Summary and Contributions: This paper introduces a new cell design for recurrent neural nets, which is inspired by the momentum in stochastic gradient decent-based optimization. The proposed method, called Momentum RNN, is able to alleviate the gradient vanishing problem and can be universally applied to a wide range of RNN structures. Momentum RNN is evaluated through several sequence modeling tasks.
Strengths: - The topic is of interest to majority of machine learning community. Since gradient vanishing problem is still a major issue in application of RNNs, it is good to see there is another work dedicating to explore its answer. - The perspective of the proposed method is interesting. Connecting temporal dynamics with momentum in SGD is a novel and reasonable assumption. And the paper gives a good comparison of similarities between hidden states and SGD steps.
Weaknesses: - Although the paper puts an emphasis on the relations between SGD and temporal hidden states, I find integrated momentum is quite similar to forget/input gating mechanism in form, which helps update hidden states by controlling forgetting/memorizing information in conventional LSTM. The only difference is forget/input gating is totally data-driven, while the proposed momentum is hand-crafted.

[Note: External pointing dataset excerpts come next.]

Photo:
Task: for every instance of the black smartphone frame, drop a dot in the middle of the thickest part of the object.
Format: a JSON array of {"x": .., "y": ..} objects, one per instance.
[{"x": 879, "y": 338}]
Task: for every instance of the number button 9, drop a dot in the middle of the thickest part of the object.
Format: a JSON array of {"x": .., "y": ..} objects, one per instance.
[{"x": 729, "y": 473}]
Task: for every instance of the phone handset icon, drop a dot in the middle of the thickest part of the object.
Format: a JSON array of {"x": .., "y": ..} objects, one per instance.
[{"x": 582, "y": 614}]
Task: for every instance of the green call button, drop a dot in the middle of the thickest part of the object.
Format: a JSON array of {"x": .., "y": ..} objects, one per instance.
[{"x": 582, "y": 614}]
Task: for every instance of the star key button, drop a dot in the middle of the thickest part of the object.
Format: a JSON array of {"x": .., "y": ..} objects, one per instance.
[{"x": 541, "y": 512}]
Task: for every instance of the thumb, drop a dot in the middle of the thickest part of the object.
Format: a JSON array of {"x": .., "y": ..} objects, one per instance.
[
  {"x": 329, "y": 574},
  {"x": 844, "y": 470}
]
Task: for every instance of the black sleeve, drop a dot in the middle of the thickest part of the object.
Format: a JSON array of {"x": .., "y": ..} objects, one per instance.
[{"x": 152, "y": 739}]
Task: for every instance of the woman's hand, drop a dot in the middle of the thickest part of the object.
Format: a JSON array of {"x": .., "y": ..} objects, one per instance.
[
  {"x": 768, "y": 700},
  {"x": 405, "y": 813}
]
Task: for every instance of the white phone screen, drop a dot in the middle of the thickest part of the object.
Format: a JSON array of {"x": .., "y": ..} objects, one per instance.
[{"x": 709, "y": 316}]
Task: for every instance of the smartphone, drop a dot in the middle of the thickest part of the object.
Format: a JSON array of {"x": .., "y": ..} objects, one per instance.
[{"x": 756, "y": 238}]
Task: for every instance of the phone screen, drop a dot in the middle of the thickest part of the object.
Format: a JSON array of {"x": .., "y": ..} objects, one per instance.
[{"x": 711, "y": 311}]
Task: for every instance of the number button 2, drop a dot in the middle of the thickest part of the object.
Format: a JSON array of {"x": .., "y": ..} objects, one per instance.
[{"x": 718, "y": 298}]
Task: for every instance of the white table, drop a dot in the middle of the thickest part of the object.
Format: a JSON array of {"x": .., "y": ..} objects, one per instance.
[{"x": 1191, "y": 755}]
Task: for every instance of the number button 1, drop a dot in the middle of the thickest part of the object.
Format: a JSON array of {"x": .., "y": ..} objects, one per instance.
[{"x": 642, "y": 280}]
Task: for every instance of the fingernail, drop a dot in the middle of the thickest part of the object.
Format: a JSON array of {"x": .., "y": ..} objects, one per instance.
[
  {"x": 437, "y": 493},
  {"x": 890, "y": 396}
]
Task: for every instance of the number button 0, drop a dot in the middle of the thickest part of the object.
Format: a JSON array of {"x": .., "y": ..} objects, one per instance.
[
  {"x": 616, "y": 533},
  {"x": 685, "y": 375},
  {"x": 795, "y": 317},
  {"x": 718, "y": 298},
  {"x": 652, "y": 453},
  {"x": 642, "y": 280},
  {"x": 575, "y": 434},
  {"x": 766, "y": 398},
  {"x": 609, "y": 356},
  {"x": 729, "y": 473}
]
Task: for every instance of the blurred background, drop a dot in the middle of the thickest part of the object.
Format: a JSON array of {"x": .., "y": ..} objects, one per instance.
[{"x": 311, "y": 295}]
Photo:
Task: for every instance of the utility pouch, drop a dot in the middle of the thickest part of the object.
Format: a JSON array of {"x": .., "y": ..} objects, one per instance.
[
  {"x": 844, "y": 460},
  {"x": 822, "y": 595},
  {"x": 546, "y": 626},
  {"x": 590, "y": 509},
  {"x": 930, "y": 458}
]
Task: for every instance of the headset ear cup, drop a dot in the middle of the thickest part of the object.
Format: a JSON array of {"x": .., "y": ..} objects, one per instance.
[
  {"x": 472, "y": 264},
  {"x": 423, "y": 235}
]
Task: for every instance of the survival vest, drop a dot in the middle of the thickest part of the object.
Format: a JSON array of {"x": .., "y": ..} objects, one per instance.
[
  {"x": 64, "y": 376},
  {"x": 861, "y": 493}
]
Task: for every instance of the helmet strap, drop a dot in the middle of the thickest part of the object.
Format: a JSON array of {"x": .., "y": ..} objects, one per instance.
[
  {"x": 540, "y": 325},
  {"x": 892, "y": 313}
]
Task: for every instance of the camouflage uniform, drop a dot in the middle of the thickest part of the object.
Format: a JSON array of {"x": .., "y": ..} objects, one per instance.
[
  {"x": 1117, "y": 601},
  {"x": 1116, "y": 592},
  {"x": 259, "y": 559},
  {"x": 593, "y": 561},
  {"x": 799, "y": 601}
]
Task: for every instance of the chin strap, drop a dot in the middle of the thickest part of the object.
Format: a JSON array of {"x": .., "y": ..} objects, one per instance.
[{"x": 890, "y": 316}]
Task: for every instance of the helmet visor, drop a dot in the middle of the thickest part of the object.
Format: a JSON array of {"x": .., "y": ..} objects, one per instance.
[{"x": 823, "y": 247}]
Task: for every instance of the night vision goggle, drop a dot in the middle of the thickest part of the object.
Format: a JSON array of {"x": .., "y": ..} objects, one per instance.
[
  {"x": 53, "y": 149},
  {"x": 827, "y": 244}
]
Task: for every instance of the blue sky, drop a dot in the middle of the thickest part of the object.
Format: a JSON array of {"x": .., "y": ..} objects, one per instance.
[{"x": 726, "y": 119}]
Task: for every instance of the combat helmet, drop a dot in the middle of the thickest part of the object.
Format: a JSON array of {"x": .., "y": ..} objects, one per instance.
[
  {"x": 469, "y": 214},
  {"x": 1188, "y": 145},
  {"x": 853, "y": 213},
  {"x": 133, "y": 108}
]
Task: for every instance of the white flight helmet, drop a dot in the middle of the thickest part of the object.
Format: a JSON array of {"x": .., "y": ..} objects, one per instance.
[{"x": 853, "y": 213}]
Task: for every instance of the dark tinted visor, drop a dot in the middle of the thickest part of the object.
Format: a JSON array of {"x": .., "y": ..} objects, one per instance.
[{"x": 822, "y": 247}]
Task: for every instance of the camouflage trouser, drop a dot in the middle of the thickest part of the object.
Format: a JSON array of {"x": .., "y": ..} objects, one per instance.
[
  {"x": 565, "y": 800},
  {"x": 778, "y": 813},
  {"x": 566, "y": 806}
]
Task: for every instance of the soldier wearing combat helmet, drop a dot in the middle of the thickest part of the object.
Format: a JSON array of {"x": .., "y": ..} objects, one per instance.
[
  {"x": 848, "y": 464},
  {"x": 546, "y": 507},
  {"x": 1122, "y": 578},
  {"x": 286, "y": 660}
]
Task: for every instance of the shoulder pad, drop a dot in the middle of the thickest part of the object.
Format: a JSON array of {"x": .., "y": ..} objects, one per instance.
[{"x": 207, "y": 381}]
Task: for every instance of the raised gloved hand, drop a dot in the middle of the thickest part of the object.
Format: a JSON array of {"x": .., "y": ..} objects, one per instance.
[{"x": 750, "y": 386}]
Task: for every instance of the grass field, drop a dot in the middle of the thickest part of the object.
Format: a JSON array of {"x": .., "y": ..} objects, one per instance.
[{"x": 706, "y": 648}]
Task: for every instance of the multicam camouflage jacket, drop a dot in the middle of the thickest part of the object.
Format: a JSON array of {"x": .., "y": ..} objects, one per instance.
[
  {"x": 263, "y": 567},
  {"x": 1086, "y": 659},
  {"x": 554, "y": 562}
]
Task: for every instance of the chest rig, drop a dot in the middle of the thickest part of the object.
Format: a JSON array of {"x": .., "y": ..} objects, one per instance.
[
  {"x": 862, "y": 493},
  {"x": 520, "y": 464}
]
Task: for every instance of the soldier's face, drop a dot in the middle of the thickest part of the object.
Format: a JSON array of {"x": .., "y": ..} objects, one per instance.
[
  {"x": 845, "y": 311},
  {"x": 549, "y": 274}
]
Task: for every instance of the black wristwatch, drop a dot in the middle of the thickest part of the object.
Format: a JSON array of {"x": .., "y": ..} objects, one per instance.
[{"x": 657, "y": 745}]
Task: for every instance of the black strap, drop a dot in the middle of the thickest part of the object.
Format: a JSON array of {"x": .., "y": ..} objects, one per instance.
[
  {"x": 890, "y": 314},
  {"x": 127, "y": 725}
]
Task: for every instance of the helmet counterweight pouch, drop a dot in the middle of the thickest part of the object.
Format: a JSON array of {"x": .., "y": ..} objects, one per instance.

So in my opinion, Momentum RNN introduces additional hyper-parameters and could be very sensitive to the parameter selection, leading to a painful tuning process and limited scalability. This may partially verified by Figure 6, which I consider as a disadvantage to conventional LSTM. - Important experiments are missing. For example, since the paper claim momentum RNN can alleviate gradient vanishing problem, it should be tested on related tasks such as copy/adding problems, which are commonly used for majority of RNN evaluations. Besides, only conventional baselines and several of its own variants are evaluated on reported tasks while other closely related baselines such as [39] [58] are missing. These previous works should also be included for comparison.
Correctness: The proposed method technically sounds. And empirical settings look valid.
Clarity: This paper is clearly written and easy to follow.
Relation to Prior Work: Several previous works are missing and needed to be compared with the proposed method. Please refer to the weakness section.
Reproducibility: Yes
Additional Feedback: --------------- After rebuttal ---------------- After reading your reviews and authors' feedback, I have similar concerns with the reviewer 1 and believe they should not be overlooked. Since authors' feedback cannot convince me, I will keep my original score unchanged.